Quattro anni di pressione fiscale insostenibile provocata da un aumento delle entrate tributarie, nel quinquennio, di oltre 45 miliardi di euro. Così il Centro studi di Unimpresa, che elaborato l’ultimo Documento di economia e finanza del governo, nel giorno in cui l’Istat ha certificato che lo scorso anno il peso delle tasse sulle famiglie e sulle imprese si è attestato al 43,5% del prodotto interno lordo.

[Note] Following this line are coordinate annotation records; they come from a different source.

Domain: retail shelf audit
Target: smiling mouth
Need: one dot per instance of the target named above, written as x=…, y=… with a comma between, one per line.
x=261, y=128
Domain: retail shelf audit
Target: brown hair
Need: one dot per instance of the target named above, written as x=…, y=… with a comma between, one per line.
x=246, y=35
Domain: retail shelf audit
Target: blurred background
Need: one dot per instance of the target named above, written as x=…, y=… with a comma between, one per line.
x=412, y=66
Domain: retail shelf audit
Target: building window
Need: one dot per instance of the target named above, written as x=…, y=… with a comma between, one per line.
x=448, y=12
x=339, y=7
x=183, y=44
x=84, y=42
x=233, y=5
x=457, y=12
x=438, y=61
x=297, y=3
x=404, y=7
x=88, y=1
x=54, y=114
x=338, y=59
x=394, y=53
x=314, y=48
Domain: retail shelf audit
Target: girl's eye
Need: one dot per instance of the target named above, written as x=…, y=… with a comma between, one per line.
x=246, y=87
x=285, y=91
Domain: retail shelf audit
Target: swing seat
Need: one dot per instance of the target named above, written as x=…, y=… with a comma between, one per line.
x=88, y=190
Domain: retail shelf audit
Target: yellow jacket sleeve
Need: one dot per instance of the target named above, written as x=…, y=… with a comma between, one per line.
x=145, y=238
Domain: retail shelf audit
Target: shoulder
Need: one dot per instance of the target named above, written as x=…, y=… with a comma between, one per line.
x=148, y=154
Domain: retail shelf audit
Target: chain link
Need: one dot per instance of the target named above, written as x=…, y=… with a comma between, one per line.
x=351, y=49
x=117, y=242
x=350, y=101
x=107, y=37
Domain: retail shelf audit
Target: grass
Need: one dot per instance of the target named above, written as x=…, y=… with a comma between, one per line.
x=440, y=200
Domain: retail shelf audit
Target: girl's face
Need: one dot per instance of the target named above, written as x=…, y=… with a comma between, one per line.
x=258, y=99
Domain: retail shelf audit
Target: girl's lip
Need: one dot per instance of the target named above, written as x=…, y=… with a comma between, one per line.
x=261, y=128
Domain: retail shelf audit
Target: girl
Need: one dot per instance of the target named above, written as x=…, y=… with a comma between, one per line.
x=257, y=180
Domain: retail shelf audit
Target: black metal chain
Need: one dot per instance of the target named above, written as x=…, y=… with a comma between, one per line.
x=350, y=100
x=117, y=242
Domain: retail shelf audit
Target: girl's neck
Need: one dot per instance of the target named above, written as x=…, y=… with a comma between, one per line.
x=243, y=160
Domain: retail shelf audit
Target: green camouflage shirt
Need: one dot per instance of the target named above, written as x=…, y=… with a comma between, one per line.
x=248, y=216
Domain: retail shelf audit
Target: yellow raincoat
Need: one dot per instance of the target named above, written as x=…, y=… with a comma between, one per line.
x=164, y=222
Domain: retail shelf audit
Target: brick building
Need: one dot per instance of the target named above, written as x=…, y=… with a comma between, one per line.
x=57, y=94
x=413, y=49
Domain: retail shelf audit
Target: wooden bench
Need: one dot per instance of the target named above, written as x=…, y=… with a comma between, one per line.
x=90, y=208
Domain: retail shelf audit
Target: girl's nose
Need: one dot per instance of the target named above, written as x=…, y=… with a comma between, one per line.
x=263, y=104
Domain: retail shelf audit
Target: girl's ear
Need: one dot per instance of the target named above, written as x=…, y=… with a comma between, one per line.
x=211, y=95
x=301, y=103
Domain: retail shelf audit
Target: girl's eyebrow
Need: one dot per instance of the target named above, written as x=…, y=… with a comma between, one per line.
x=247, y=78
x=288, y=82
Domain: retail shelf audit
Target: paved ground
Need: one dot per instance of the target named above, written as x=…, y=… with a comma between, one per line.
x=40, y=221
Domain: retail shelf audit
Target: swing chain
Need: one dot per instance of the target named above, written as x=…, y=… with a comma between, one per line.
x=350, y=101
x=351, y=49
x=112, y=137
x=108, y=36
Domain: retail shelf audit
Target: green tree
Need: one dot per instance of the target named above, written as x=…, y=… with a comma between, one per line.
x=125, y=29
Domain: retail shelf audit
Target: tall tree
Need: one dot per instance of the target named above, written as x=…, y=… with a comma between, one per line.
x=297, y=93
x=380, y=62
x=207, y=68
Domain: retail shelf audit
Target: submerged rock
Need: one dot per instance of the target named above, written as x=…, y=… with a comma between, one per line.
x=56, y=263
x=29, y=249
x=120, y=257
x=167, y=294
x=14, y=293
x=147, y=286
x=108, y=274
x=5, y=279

In termini percentuali si tratta di un incremento lieve, lo 0,34% in più, ma che va nella direzione opposta rispetto all’andamento dell’economia, prevista in calo dello 0,3% secondo il Def approvato dal governo.

IL DISEGNO DEL GOVERNO RENZI: FARCI DIVENTARE COSI POVERI DA FAR INVIDIA AL TERZO MONDO! FINO AL 2018 GLI ITALIANI PAGHERANNO 2.540 MLD DI TASSE (PIU’ DEL DEBITO PUBBLICO ATTUALE) Noi non abbiamo colpa se vi siate mangiati l’Italia intera!

 “Con questo peso delle tasse, è difficile sperare di agganciare la ripresa” commenta il presidente di Unimpresa, Paolo Longobardi. Praticamente, è impossibile.